Van Vogt used to say that he always engineered a cliff-hanging crisis every 800 words: critics were divided
One early and articulate critic was Damon Knight. In a chapter-long essay reprinted in In Search of Wonder, entitled "Cosmic Jerrybuilder: A. E. van Vogt", Knight famously remarked that van Vogt "is no giant; he is a pygmy who has learned to operate an overgrown typewriter". Knight described The World of Null-A as "one of the worst allegedly-adult science fiction stories ever published". About van Vogt's writing, Knight said:In fact van Vogt was treated disgracefully by the US SF establishment.
"In general van Vogt seems to me to fail consistently as a writer in these elementary ways: 1. His plots do not bear examination. 2. His choice of words and his sentence-structure are fumbling and insensitive. 3. He is unable either to visualize a scene or to make a character seem real."
About Empire of the Atom Knight wrote:
"If you can only throw your reasoning powers out of gear - something many van Vogt fans find easy to do - you'll enjoy this one."
Knight also expressed misgivings about van Vogt's politics, noting that his stories almost invariably present absolute monarchy in a favorable light.

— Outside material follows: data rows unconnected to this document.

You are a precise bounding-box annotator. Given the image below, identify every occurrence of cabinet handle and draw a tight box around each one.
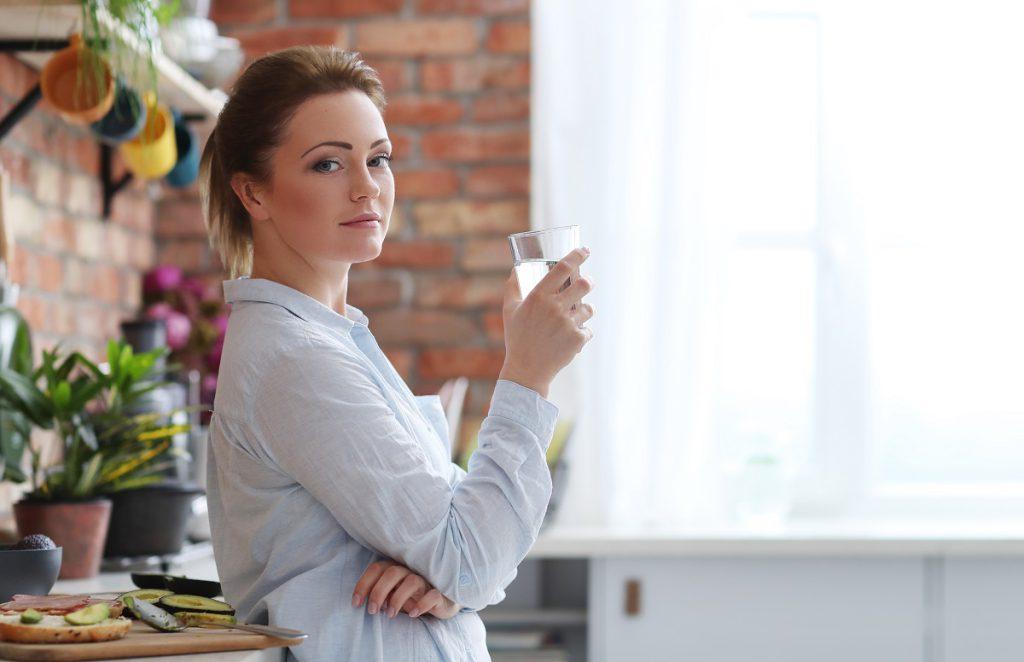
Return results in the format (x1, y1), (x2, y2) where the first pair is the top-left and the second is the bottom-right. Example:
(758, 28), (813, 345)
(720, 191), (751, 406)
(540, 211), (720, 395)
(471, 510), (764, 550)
(626, 579), (640, 616)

On the other hand, when science fiction author Philip K. Dick was asked which science fiction writers had influenced his work the most, he replied:
"I started reading sf when I was about twelve and I read all I could, so any author who was writing about that time, I read. But there's no doubt who got me off originally and that was A.E. van Vogt. There was in van Vogt's writing a mysterious quality, and this was especially true in The World of Null A. All the parts of that book did not add up; all the ingredients did not make a coherency. Now some people are put off by that. They think that's sloppy and wrong, but the thing that fascinated me so much was that this resembled reality more than anybody else's writing inside or outside science fiction."
The Science Fiction Writers of America named him its 14th Grand Master in 1995 (presented 1996). There had been great controversy within SFWA regarding its long wait in bestowing its highest honor (limited to living writers, no more than one annually). Writing an obituary of van Vogt, Robert J. Sawyer, a fellow Canadian writer of science fiction remarked:Read his stuff and judge for yourself.

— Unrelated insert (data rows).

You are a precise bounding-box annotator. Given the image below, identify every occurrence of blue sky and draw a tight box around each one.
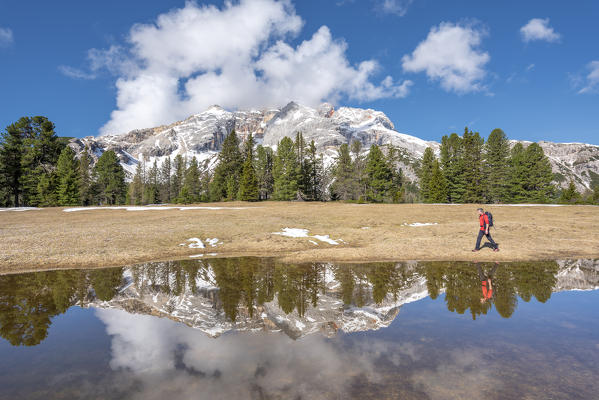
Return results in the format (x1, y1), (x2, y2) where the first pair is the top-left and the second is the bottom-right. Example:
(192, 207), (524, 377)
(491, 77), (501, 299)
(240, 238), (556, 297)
(0, 0), (599, 144)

"There was no doubt that van Vogt should have received this honor much earlier — the injustice of him being overlooked, at least in part because of damnable SFWA politics, had so incensed Harlan Ellison, a man with an impeccable moral compass, that he'd lobbied hard on the Sci-Fi Channel and elsewhere on van Vogt's behalf."
It is generally held that the "damnable SFWA politics" concerns Damon Knight, the founder of the SFWA, who abhorred van Vogt's style and politics and thoroughly demolished his literary reputation in the 1950s.